The 72-hour clock starts when you become aware of the breach. If you discovered the hack now, the deadline for AP notification is 72 hours from this moment.

Report to the AP at: datalekken.autoriteitpersoonsgegevens.nl

Step 3: Clean Up (Hour 2-4)

You have two options: restore from a clean backup or manually clean the infected files.

Option A: Restore from a clean backup (recommended)

If you have a backup from before the attack:

1. Confirm the backup date predates the breach (check file modification times to estimate when the attack occurred)
2. Restore the backup to a staging environment first
3. Confirm the restored site is clean by scanning it
4. If clean, restore to production
5. Apply all pending updates before going back online. The vulnerability that was exploited must be patched first

Important: Do not simply restore and go live without patching. The attacker used a specific vulnerability. If you restore without fixing it, you will be hacked again within hours.

Option B: Manual cleanup

If no clean backup exists:

1. Download your current files via FTP/SFTP for offline analysis
2. Scan for malware:
   • Sucuri SiteCheck, remote scan
   • Maldet / Linux Malware Detect, server-side scan
   • Wordfence, WordPress malware scanner
3. Look for injected PHP code, especially in unexpected places: image directories, theme files, wp-includes, .htaccess
4. Check for new/modified user accounts in your CMS database
5. Remove malicious code. This requires technical knowledge.
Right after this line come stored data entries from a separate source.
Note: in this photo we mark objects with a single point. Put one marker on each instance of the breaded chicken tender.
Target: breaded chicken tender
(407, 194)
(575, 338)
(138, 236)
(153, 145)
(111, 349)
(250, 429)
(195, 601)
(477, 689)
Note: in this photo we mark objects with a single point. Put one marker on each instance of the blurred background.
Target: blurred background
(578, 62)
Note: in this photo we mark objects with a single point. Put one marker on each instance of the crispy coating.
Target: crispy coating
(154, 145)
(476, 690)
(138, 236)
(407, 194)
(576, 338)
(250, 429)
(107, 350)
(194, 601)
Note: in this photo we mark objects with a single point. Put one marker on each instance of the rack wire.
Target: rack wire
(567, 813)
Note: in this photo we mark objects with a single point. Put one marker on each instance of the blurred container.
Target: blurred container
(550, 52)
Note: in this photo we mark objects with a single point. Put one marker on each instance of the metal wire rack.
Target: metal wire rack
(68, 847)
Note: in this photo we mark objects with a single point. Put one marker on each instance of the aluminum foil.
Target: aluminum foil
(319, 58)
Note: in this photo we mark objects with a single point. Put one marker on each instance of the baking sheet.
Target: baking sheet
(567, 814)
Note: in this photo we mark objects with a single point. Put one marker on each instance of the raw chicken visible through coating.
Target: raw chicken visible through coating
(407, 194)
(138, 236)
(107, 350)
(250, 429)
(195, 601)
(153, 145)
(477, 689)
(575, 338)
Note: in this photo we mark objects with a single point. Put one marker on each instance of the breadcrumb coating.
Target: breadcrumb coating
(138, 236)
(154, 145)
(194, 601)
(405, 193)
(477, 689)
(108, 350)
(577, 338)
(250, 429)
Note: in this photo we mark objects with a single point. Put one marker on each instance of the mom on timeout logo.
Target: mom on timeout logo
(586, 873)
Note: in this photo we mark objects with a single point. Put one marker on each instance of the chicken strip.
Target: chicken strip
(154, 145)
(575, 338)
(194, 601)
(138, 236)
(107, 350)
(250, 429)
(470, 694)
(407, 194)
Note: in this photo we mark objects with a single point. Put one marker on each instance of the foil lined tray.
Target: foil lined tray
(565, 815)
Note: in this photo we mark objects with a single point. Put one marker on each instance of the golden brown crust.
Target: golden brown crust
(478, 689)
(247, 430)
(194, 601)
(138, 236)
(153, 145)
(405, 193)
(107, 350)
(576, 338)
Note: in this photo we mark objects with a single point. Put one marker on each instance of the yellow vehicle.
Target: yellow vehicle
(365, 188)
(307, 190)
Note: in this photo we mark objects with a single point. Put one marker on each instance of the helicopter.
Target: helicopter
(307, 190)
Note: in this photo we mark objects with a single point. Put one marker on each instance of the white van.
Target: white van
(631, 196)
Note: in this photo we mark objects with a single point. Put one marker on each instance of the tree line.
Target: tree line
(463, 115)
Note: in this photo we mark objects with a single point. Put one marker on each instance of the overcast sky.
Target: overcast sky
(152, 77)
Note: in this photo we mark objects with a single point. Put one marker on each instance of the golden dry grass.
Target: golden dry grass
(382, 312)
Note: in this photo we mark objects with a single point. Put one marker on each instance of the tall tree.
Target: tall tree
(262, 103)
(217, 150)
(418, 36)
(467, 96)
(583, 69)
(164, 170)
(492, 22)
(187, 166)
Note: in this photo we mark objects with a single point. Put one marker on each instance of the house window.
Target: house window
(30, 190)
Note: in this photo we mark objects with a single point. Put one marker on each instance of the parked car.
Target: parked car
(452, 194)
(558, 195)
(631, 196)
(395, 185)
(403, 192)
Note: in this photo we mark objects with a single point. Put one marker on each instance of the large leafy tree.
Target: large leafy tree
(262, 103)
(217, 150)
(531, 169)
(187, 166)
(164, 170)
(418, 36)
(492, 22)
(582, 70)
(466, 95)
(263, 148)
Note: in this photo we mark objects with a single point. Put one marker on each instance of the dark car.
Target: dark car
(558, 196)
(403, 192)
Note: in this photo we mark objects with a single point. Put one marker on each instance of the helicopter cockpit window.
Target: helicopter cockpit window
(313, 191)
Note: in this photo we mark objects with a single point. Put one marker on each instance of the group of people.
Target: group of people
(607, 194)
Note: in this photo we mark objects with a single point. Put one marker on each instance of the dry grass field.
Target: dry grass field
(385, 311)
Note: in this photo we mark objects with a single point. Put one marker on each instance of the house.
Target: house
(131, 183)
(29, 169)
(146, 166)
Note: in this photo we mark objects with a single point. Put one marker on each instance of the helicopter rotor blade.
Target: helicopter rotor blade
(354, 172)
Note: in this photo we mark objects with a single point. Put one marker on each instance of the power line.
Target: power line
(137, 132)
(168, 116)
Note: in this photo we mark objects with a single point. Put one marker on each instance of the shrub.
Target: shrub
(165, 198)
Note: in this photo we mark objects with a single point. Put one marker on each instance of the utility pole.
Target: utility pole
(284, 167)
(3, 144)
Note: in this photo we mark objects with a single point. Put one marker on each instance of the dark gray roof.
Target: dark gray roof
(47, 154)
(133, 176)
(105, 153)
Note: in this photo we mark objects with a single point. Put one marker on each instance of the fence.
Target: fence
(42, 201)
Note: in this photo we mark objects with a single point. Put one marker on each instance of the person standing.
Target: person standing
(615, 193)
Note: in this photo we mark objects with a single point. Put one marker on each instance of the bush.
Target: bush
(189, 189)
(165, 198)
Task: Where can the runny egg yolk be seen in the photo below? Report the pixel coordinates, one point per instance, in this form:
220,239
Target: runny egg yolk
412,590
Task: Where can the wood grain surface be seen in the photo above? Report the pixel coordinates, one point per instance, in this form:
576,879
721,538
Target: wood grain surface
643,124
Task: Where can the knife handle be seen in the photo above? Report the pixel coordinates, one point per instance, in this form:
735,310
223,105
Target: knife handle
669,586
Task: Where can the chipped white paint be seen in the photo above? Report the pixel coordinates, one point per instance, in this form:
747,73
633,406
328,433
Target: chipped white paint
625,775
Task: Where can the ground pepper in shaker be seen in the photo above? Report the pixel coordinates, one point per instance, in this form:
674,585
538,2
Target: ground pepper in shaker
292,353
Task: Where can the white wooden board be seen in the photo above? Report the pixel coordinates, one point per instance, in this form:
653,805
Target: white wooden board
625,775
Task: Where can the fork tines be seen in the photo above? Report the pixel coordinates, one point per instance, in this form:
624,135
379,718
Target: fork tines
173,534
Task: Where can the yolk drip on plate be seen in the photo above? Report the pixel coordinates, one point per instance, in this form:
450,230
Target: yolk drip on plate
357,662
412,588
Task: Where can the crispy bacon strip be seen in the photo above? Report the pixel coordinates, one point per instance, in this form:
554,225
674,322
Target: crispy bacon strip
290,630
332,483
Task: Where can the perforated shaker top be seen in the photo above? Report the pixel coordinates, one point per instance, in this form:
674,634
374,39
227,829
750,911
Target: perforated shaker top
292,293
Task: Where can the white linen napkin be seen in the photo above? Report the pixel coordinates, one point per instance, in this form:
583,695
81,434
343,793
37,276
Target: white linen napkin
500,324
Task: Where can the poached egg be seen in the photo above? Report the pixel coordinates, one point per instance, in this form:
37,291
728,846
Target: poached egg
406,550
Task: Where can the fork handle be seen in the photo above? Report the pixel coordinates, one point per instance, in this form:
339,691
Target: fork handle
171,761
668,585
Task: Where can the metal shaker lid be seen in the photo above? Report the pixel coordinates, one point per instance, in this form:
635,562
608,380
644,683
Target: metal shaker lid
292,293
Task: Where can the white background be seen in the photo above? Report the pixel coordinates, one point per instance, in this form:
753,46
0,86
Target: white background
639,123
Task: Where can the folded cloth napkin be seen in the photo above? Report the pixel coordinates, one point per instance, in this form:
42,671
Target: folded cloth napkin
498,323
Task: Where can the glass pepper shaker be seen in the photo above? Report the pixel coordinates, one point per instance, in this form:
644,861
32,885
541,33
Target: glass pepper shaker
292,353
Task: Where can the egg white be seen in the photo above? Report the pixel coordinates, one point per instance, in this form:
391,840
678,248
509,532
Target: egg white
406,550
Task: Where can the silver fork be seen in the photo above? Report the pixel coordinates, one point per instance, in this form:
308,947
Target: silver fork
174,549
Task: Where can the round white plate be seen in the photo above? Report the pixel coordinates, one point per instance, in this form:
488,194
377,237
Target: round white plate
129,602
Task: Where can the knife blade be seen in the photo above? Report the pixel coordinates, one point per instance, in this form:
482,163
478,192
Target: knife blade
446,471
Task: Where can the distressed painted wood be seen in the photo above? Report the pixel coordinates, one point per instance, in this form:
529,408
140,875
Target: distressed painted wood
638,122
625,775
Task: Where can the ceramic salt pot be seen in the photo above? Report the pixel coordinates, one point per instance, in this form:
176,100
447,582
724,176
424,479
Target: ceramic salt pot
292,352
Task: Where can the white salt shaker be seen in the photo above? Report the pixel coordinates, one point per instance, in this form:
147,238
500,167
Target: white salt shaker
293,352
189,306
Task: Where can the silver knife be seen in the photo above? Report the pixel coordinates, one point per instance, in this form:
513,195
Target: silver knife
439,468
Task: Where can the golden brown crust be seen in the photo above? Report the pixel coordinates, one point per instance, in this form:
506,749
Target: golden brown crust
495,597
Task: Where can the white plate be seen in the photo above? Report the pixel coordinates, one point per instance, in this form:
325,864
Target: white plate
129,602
If you are not confident, hire a professional

Signs of common attack patterns:

• PHP eval() statements with base64-encoded strings in unexpected files
• New admin users created you did not create
• Added <script> tags in theme header or footer files
• .htaccess modified to redirect certain visitors (Googlebot, mobile users) elsewhere

After cleanup, before going back online

• All CMS and plugin updates applied
• All old/unused plugins removed
• All old/unused themes removed (except the active one)
• Admin accounts verified, remove any you did not create
• New authentication keys set (WordPress)
• Security scan shows clean

Step 4: Harden and Go Back Online (Hour 4-6)

After cleanup, implement measures to prevent recurrence:

Immediate hardening

• Enable automatic updates for WordPress core and plugins
• Install a security plugin (Wordfence, Sucuri) for ongoing monitoring
• Enable two-factor authentication for all admin accounts
• Limit login attempts (Wordfence, Login LockDown plugin)
• Change database prefix from wp_ to something random (if WordPress)

Remove Google's malware flag

If Google flagged your site:

1. Go to Google Search Console → Security Issues
2. Confirm the issues are resolved
3. Click "Request Review" Google typically reviews within 1-3 days.

Notify your customers (if needed)

If customer data was potentially accessed, you must notify affected individuals under GDPR Article 34. The notification should:

• Explain what happened
• Describe what data was potentially accessed
• Provide actionable advice ("change your password on any other accounts where you used the same password as on our site")
• Include your contact details for questions

Step 5: Document Everything

Document your incident response for:

• GDPR Article 33(5) internal breach record (required even if you don't notify the AP)
• Your own records for insurance claims or legal proceedings
• Future security improvements

Record:

• Date and time you discovered the attack
• How you discovered it
• What data was or may have been accessed
• Actions taken and timeline
• Outcome of AP notification assessment (whether you notified and why/why not)

Preventing Recurrence

After the immediate crisis is resolved:

• Review our secure website checklist and implement all 12 points
• Set up uptime monitoring that also monitors for content changes or malware
• Schedule quarterly security reviews
• Ensure backup automation is working and backups are off-site

---

This article is technical analysis, not legal advice. Consult a lawyer for advice specific to your situation.